The complete USB 2.0 specification is at usb_20.pdf. It's a 5 MB download and over 600 pages long, so you probably don't want to read it...
Darn -- there used to be an excellent description of USB at http://mes.loyola.edu/faculty/phs/usb[1234567].html, but recently I've been getting timeouts trying to get to it... anyway, the following description is distilled from it.
The interfaces to PC peripherals was a hodge-podge, with little rhyme and less reason.
The dominant low-speed interface was the serial port. It was originally designed as a communication mechanism between teletypes and modems, and was very good for that purpose. As a connection mechanism for computers and terminals, or computers and modems, 50 years later it was overly complex, allowed for a lot of capabilities that absolutely nobody used, and was difficult to configure.
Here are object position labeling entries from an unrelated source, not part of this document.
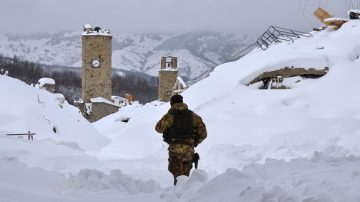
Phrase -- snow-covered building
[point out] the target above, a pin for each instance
(169, 81)
(119, 101)
(96, 73)
(179, 86)
(47, 84)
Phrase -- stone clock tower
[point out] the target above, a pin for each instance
(96, 74)
(168, 75)
(96, 64)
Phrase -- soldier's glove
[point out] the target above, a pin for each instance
(196, 159)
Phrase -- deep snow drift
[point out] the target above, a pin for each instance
(299, 144)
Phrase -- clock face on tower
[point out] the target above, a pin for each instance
(95, 63)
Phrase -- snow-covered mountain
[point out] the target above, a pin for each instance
(198, 52)
(298, 144)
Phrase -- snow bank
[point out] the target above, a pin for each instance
(321, 178)
(89, 183)
(24, 108)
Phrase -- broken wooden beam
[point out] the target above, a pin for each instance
(290, 72)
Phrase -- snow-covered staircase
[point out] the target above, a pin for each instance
(272, 35)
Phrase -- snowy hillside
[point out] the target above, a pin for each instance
(198, 52)
(292, 145)
(24, 108)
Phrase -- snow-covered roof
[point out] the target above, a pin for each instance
(44, 81)
(118, 98)
(102, 100)
(354, 11)
(89, 30)
(181, 82)
(334, 19)
(170, 69)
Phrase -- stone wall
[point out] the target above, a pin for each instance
(100, 110)
(96, 82)
(167, 79)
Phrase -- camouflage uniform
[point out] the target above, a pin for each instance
(181, 154)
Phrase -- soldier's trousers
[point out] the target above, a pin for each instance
(180, 163)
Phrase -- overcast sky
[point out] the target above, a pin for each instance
(159, 16)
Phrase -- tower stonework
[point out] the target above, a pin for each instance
(96, 63)
(96, 74)
(167, 78)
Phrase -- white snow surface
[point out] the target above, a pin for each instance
(299, 144)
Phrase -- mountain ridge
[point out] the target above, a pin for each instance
(198, 52)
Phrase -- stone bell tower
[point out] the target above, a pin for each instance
(96, 73)
(96, 63)
(167, 77)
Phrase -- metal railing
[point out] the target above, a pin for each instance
(272, 35)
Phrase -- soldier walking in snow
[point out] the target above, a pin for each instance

The most common (though hardly dominant) high-speed device was the so-called parallel port, originally designed as a printer interface by Centronix. It was poorly designed, without proper handshaking (unlike the EIA-232C serial standard, which was well-designed for its intended purpose but had outlived its usefulness). The Centronix connector was large and expensive, so IBM chose to use the same connector for parallel as for serial (though they used the opposite polarity). Hardware hackers found ways to use it as a bidirectional interface (literally using razor blades and soldering irons on the motherboard); the bidirectional extensions had been added to the specification. Attempts had been made to extend it for use as a general IO bus, without a lot of widespread acceptance.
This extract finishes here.